N-Methylnorsalsolinol (NMNSAL), also known as 2-methyl-6,7-dihydroxy-1,2,3,4-tetrahydroisoquinoline (2-MDTIQ), is an endogenous dopaminergic neurotoxin, present in healthy individuals and at high levels in the cerebrospinal fluid of individuals with Parkinson's disease. Structurally, it is an isoquinolinol, which is norsalsolinol substituted with a methyl group at position 2. It can also be characterized as a rigid cyclized analogue of epinine.

The biosynthesis of the neurotoxin N-methynorsalsolinol is carried out by enzymatic condensation of dopamine into salsolinol with its subsequent methylation under the action of neutral N-methyltransferase. In rats and humans, the biosynthesis of the neurotoxin N-methylnorsalsolinol is carried out by Pictet-Spengler condensation from N-methyldopamine (epinine) and aldehydes.

N-Methylnorsalsolinol has been detected as a metabolite in humans and rodents, as it is formed in the process of side metabolism of dopamine.

== Pharmacology ==
=== Pharmacodynamics ===
N-Methylnorsalsolinol has shown high biological activity.

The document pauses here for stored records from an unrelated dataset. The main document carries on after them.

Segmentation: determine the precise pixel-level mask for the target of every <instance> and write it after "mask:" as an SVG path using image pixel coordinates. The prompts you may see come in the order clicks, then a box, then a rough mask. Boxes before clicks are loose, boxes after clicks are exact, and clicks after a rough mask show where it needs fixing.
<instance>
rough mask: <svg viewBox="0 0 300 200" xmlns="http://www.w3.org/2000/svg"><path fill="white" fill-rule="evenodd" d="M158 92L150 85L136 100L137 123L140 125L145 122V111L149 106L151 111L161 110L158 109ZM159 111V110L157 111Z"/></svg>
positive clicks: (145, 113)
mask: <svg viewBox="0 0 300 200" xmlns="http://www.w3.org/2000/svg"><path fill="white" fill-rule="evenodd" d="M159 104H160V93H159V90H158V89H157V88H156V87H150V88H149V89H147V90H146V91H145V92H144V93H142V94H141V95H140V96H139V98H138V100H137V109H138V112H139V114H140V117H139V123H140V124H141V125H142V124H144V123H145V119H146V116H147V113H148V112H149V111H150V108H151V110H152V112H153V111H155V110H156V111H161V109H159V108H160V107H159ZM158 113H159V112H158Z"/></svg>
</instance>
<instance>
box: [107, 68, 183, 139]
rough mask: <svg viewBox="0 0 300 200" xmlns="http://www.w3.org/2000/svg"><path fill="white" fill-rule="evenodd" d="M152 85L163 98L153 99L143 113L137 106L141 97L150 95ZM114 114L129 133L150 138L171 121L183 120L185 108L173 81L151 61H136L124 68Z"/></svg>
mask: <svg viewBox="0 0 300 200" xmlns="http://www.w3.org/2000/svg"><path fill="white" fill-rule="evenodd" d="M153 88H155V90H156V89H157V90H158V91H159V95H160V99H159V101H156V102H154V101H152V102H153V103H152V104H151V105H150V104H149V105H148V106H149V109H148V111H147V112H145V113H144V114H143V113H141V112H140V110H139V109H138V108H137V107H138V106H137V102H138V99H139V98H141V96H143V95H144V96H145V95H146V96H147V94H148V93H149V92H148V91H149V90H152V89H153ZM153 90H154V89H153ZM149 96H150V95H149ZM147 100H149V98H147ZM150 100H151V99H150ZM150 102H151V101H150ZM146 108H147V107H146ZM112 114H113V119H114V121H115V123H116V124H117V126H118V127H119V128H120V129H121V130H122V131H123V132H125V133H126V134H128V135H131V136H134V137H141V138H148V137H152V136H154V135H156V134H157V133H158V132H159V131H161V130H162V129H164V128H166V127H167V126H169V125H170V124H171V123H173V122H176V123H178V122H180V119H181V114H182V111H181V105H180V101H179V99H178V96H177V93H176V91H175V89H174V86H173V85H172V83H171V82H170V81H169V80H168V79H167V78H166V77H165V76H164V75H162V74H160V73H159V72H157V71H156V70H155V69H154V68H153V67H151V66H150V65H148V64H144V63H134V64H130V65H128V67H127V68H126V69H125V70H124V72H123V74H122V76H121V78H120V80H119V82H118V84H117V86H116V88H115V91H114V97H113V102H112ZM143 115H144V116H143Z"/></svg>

It inhibits the tyrosine hydroxylase enzyme in vitro. It also inhibits the activity of the enzyme monoamine oxidase (In particular MAO-A), disrupting the natural breakdown of dopamine in the basal ganglia. It probably also blocks the mechanisms of transport and uptake of neurotransmitters on the membranes of nerve cells.